前世では日本人だったし、飽きるほど見てきた黒髪だが、今世ではあまり見ない。なぜ存在しないのかはよくわからないが、前世の世界でどうして生まれつき傾向ピンクの色をした髪を持つ人はいないのと聞くようなものなのだろう。
この世界の髪色は、かなりカラフルな方で、さまざまな髪色が存在している。さすがゲームの世界だ。最近はゲームの中にいるのだということを忘れてしまいそうになるが、案外何も問題はなかったりする。
今、私達はスィーのいる部屋に集合している。エラの件も含め、海の汚染問題についての作戦をねるためだ。私たちが急に姿を表したり消えたりすることにも、兵達はもう動揺を見せなくなった。
そこには、王子様の姿もあった。いまだに名乗らない王子様は、不機嫌そうに、スィーの椅子の横に用意された豪華な椅子に腰掛けている。

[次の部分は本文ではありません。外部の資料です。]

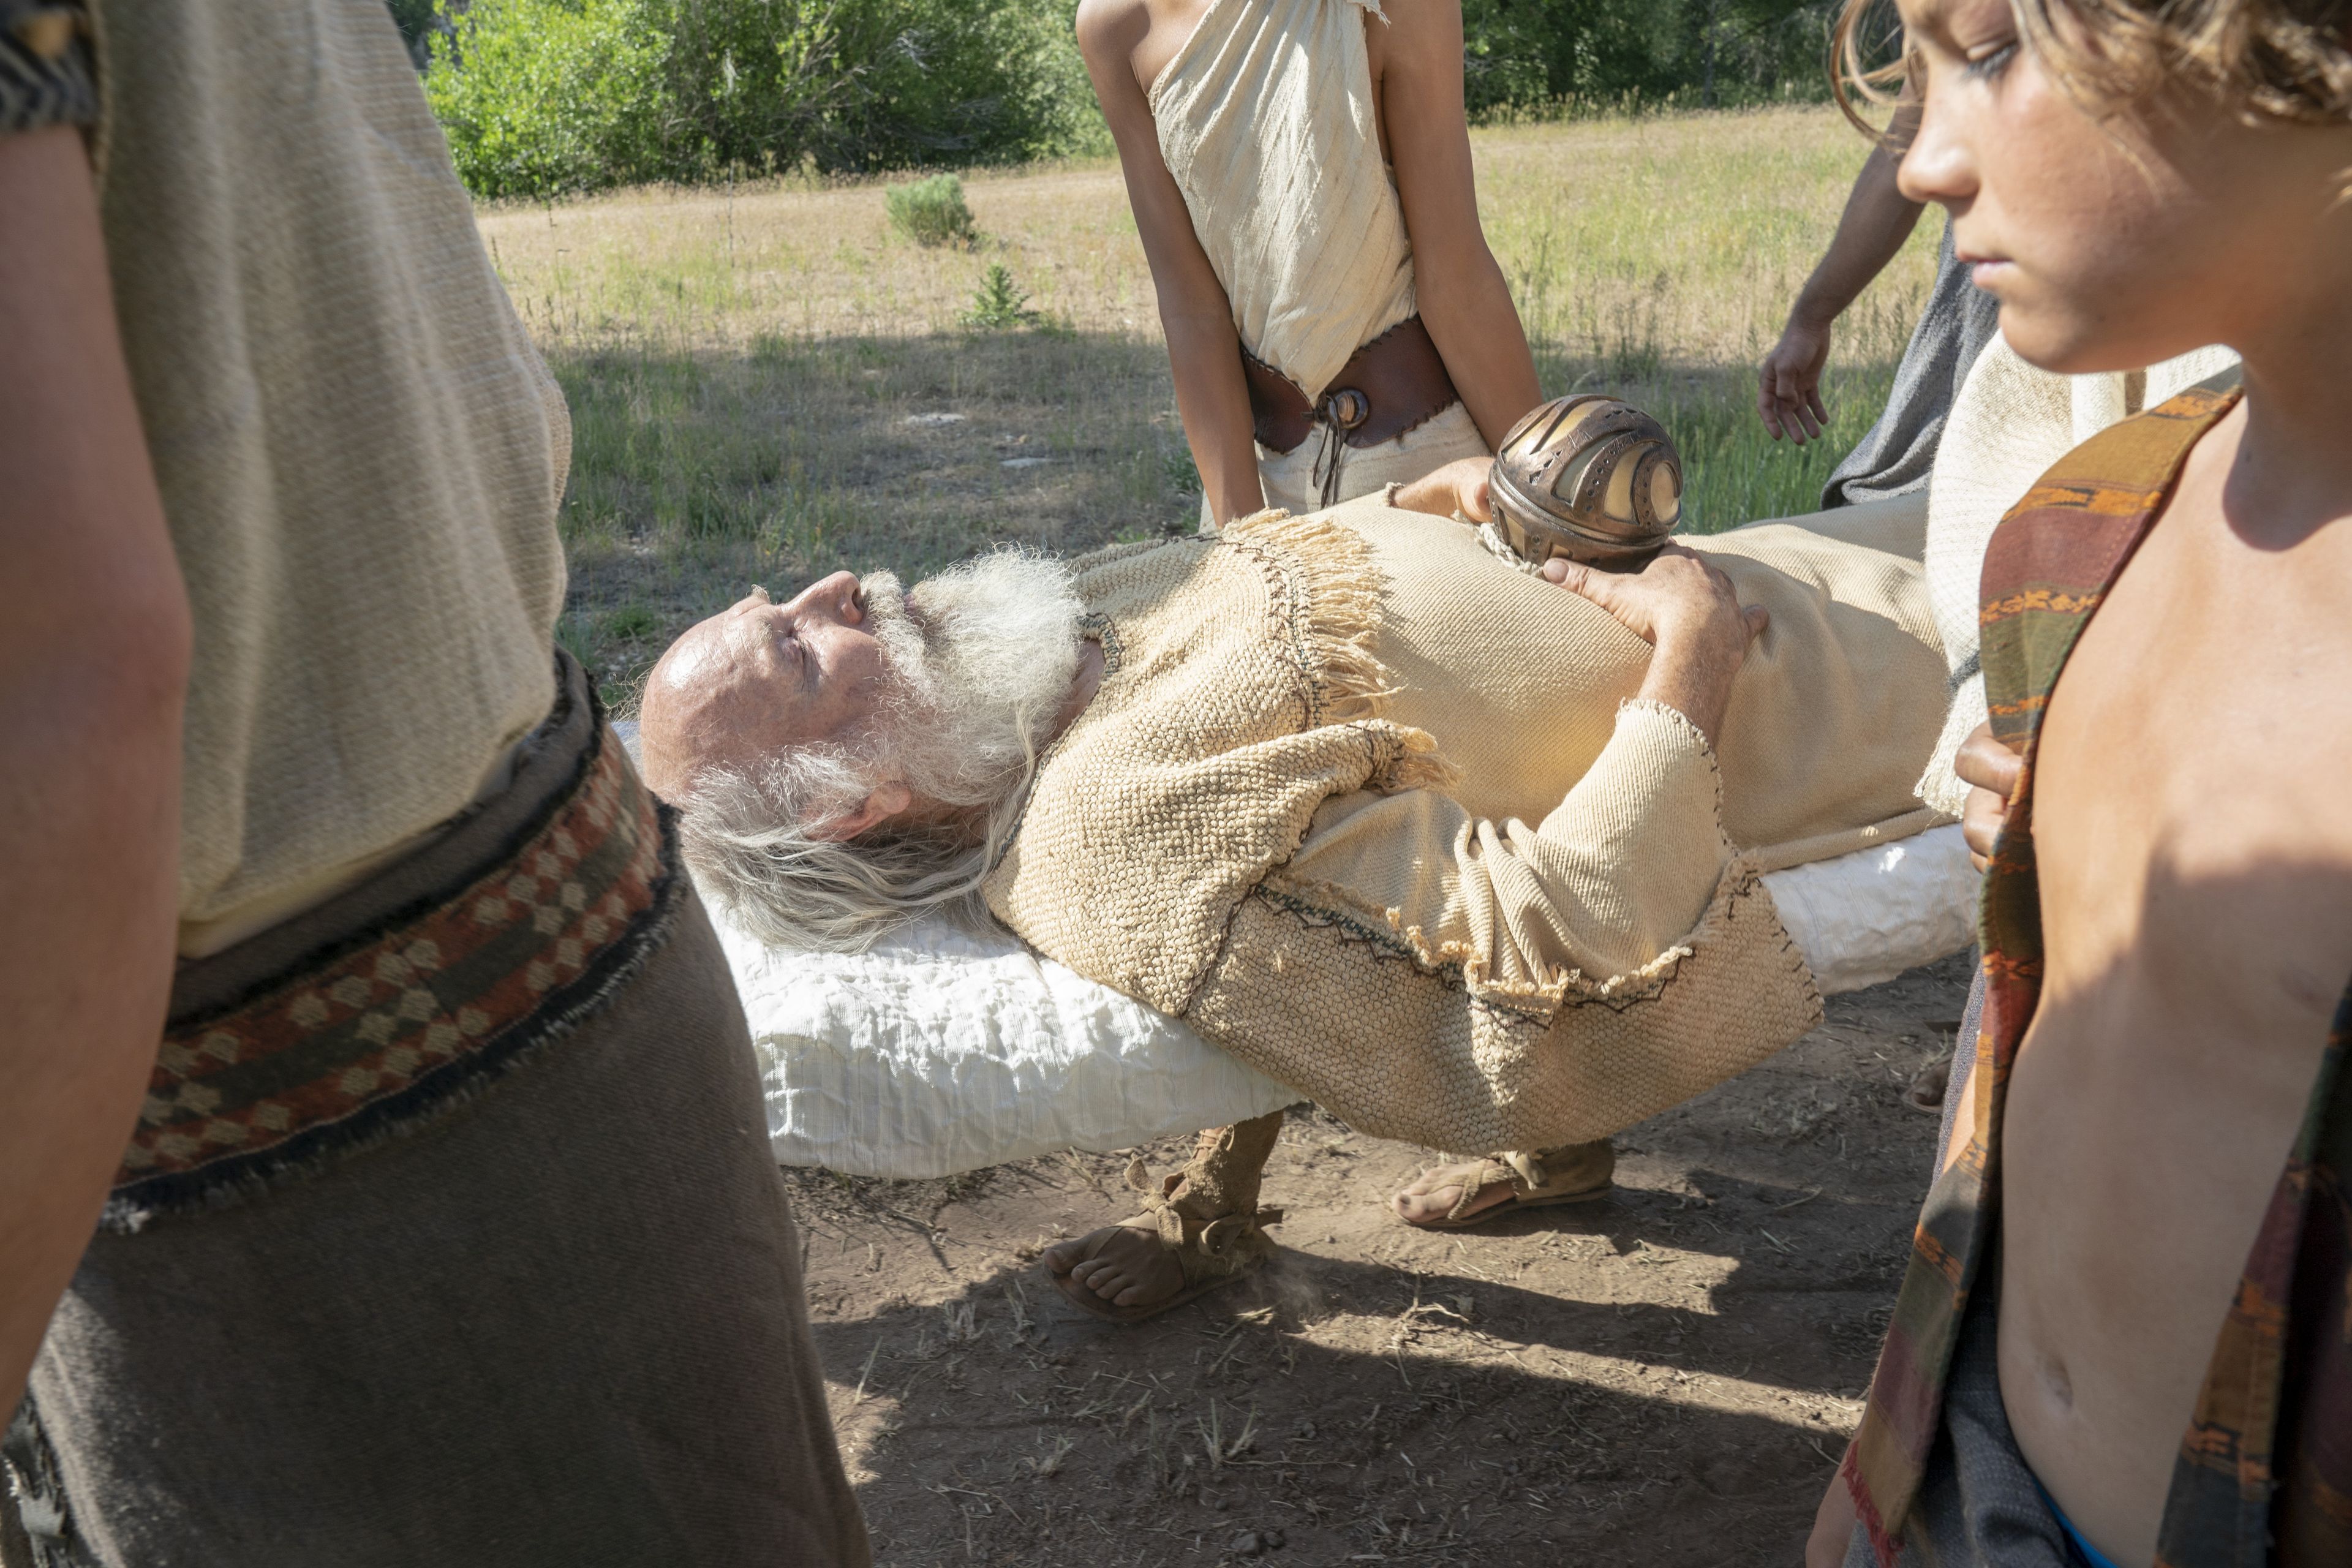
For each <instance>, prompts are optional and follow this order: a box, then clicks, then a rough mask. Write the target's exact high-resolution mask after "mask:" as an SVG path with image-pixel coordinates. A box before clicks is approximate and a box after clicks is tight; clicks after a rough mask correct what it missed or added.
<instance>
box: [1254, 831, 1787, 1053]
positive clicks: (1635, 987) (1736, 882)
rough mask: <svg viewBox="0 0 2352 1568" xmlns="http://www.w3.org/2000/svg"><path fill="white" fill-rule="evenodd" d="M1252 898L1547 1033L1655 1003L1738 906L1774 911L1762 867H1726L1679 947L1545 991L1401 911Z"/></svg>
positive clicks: (1579, 976)
mask: <svg viewBox="0 0 2352 1568" xmlns="http://www.w3.org/2000/svg"><path fill="white" fill-rule="evenodd" d="M1251 896H1254V898H1261V900H1265V903H1268V905H1272V907H1277V910H1282V912H1284V914H1291V917H1294V919H1298V922H1301V924H1308V926H1329V929H1334V931H1338V936H1341V940H1343V943H1345V940H1355V943H1367V945H1369V947H1371V950H1374V952H1376V954H1378V957H1385V959H1397V961H1406V964H1411V966H1414V969H1418V971H1421V973H1428V976H1435V978H1437V980H1442V983H1444V985H1449V987H1454V990H1458V992H1463V994H1465V997H1470V1001H1475V1004H1477V1006H1484V1009H1498V1011H1505V1013H1515V1016H1519V1018H1529V1020H1536V1023H1543V1025H1548V1023H1550V1020H1552V1018H1555V1016H1557V1013H1559V1011H1562V1009H1573V1006H1609V1009H1616V1011H1623V1009H1628V1006H1635V1004H1637V1001H1653V999H1656V997H1658V994H1661V992H1665V987H1668V985H1670V983H1672V980H1675V976H1677V973H1679V971H1682V961H1684V959H1689V957H1691V952H1693V950H1698V947H1705V945H1712V943H1715V940H1719V938H1722V936H1724V926H1726V922H1729V917H1731V905H1733V903H1738V900H1743V898H1762V900H1764V903H1766V905H1771V891H1769V889H1766V886H1764V882H1762V867H1759V865H1757V863H1755V860H1752V858H1745V856H1743V858H1738V860H1733V863H1731V865H1726V867H1724V875H1722V882H1717V884H1715V896H1712V898H1710V900H1708V910H1705V912H1703V914H1700V917H1698V924H1696V926H1691V931H1689V933H1686V936H1684V938H1682V940H1679V943H1675V945H1672V947H1668V950H1663V952H1661V954H1658V957H1653V959H1651V961H1646V964H1642V966H1639V969H1628V971H1623V973H1613V976H1588V973H1585V971H1583V969H1564V971H1557V973H1552V976H1548V978H1545V980H1541V983H1534V985H1522V983H1510V980H1494V978H1489V976H1486V961H1484V957H1479V954H1475V952H1470V950H1468V947H1465V945H1463V943H1437V945H1432V943H1430V940H1428V936H1425V933H1423V931H1421V926H1406V924H1404V919H1402V912H1399V910H1374V907H1371V905H1364V903H1362V900H1357V898H1355V896H1352V893H1350V891H1348V889H1343V886H1334V884H1324V882H1308V879H1303V877H1284V875H1279V872H1275V875H1272V877H1268V879H1265V882H1261V884H1258V886H1256V889H1251ZM1773 919H1776V922H1778V910H1773ZM1780 947H1783V952H1785V954H1788V959H1790V964H1792V966H1795V969H1802V971H1804V976H1806V990H1811V992H1813V1001H1816V1006H1818V1001H1820V994H1818V990H1813V985H1811V969H1809V966H1806V964H1804V954H1802V952H1799V950H1797V943H1795V938H1790V936H1788V933H1785V931H1783V933H1780Z"/></svg>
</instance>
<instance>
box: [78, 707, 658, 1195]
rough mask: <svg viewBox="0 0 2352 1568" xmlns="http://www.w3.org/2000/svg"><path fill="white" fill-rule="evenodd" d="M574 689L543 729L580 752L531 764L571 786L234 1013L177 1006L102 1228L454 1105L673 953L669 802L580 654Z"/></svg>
mask: <svg viewBox="0 0 2352 1568" xmlns="http://www.w3.org/2000/svg"><path fill="white" fill-rule="evenodd" d="M560 691H562V696H560V698H557V710H555V715H550V719H548V726H546V729H548V731H550V733H555V736H557V738H560V741H569V745H567V748H564V750H574V752H576V755H574V757H569V759H567V757H560V755H557V757H539V759H536V762H534V764H529V766H557V769H560V766H562V764H564V762H572V766H574V776H572V778H569V780H564V783H557V785H555V788H548V797H546V802H543V804H541V806H539V809H536V811H534V813H532V816H529V818H524V820H522V823H520V825H517V827H515V830H513V832H506V835H503V837H499V839H496V842H494V844H492V846H489V853H482V856H477V858H475V865H466V867H459V870H456V875H449V877H447V879H445V882H442V884H440V886H433V889H426V891H423V896H421V898H412V900H407V907H405V910H400V912H397V914H393V919H383V922H374V924H372V926H369V929H362V931H341V933H339V931H332V929H325V926H332V924H334V922H332V919H327V922H322V931H320V936H322V945H318V947H315V950H313V952H308V954H306V957H303V959H296V961H294V964H289V966H285V969H282V971H278V973H273V976H268V978H266V980H263V983H261V985H256V987H249V992H247V994H242V997H238V999H235V1001H233V1004H226V1006H209V1009H200V1011H188V1013H181V1011H179V999H174V1016H172V1018H169V1023H167V1027H165V1037H162V1048H160V1053H158V1058H155V1072H153V1077H151V1079H148V1093H146V1103H143V1105H141V1110H139V1126H136V1131H134V1135H132V1143H129V1147H127V1150H125V1154H122V1168H120V1171H118V1173H115V1187H113V1197H111V1201H108V1208H106V1222H108V1227H113V1229H136V1227H139V1225H143V1222H146V1220H148V1218H151V1215H155V1213H169V1211H188V1208H202V1206H214V1204H221V1201H233V1199H235V1197H238V1192H240V1190H249V1187H259V1185H263V1182H268V1180H273V1178H278V1175H285V1173H289V1171H296V1168H303V1166H310V1164H318V1161H322V1159H327V1157H332V1154H339V1152H346V1150H350V1147H360V1145H365V1143H372V1140H376V1138H381V1135H386V1133H390V1131H395V1128H397V1126H402V1124H407V1121H414V1119H419V1117H423V1114H430V1112H437V1110H442V1107H447V1105H449V1103H452V1098H454V1095H459V1093H461V1091H468V1088H473V1086H480V1084H482V1081H485V1079H487V1077H494V1074H499V1072H503V1070H508V1067H513V1065H515V1063H517V1060H520V1058H522V1056H524V1053H529V1051H532V1048H534V1046H539V1044H546V1041H548V1039H553V1037H555V1034H562V1032H564V1030H569V1027H572V1025H574V1023H579V1018H581V1016H583V1013H588V1011H590V1009H595V1006H597V1004H600V1001H602V999H604V997H609V994H612V992H614V990H616V987H619V983H621V980H626V978H628V976H630V973H633V971H635V969H637V964H640V961H642V959H644V954H647V952H652V950H654V947H656V945H659V940H661V933H663V931H666V926H668V917H670V912H673V907H675V903H677V898H675V891H677V889H682V886H684V882H682V877H677V872H675V865H677V858H675V846H673V844H670V837H673V827H670V820H668V809H666V806H661V804H659V802H656V799H654V797H652V792H649V790H647V788H644V785H642V783H640V780H637V773H635V771H633V769H630V764H628V755H626V752H623V750H621V748H619V743H616V741H612V731H609V729H607V726H604V722H602V715H600V712H597V710H595V698H593V693H590V691H588V684H586V682H583V679H581V677H579V670H576V665H569V661H564V670H560ZM581 708H586V712H581ZM517 788H520V778H517ZM541 788H546V785H541ZM461 832H466V830H463V827H459V830H452V837H456V835H461ZM419 853H430V846H428V851H419ZM397 875H400V867H397V865H395V867H393V870H390V872H379V877H397ZM362 886H365V884H362ZM329 907H334V905H329ZM301 919H310V917H296V922H301ZM289 924H294V922H289Z"/></svg>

思えば私達も王子様に名乗っていないな。作戦会議の前に自己紹介くらいしておくべきだろうか。私は貴族だったからこの上目線のすぎる王子様の名前くらいは知っているが、冬菜達は縁のない人だ。
「そういえば、君たちお互いの名前は知ってるの」
スィーも気が付いたのか、何気ない話題を振るように首を傾げた。
「自己紹介、したら」
自分はする気はないのだろうスィーは、にこにこと元気な笑みを浮かべていた。今は私と精霊達で魔力を譲渡し続けているので、スィーも少し楽なのだろう。
「……イーサン・ユアリカだ」
以上、とでも言わんばかりに王子様もといイーサン様は、踏ん反り返っている。
「雪菜です」
イーサン様が名前しか言わないのなら、私も余計な情報は漏らさないでおこう。正体をバレにくくするためにも、その方がいい。
「冬菜です」
「エラです」
冬菜とエラはじとーっと重い視線でイーサン様を見ている。2人もイーサン様の態度が気に食わなかったのだろう。
「はい、じゃあ本題に入ろうか」
スィーはまるでその自己紹介が当たり前のように進めた。スィーはもうイーサン様の態度に慣れてしまっているのかもしれない。
エラに呪いをかけた女性を探すときも、結局見つけることはできなかったが、2人の連携は素早かった。2人は互いに信頼しあっているのだろう。私と冬菜のように。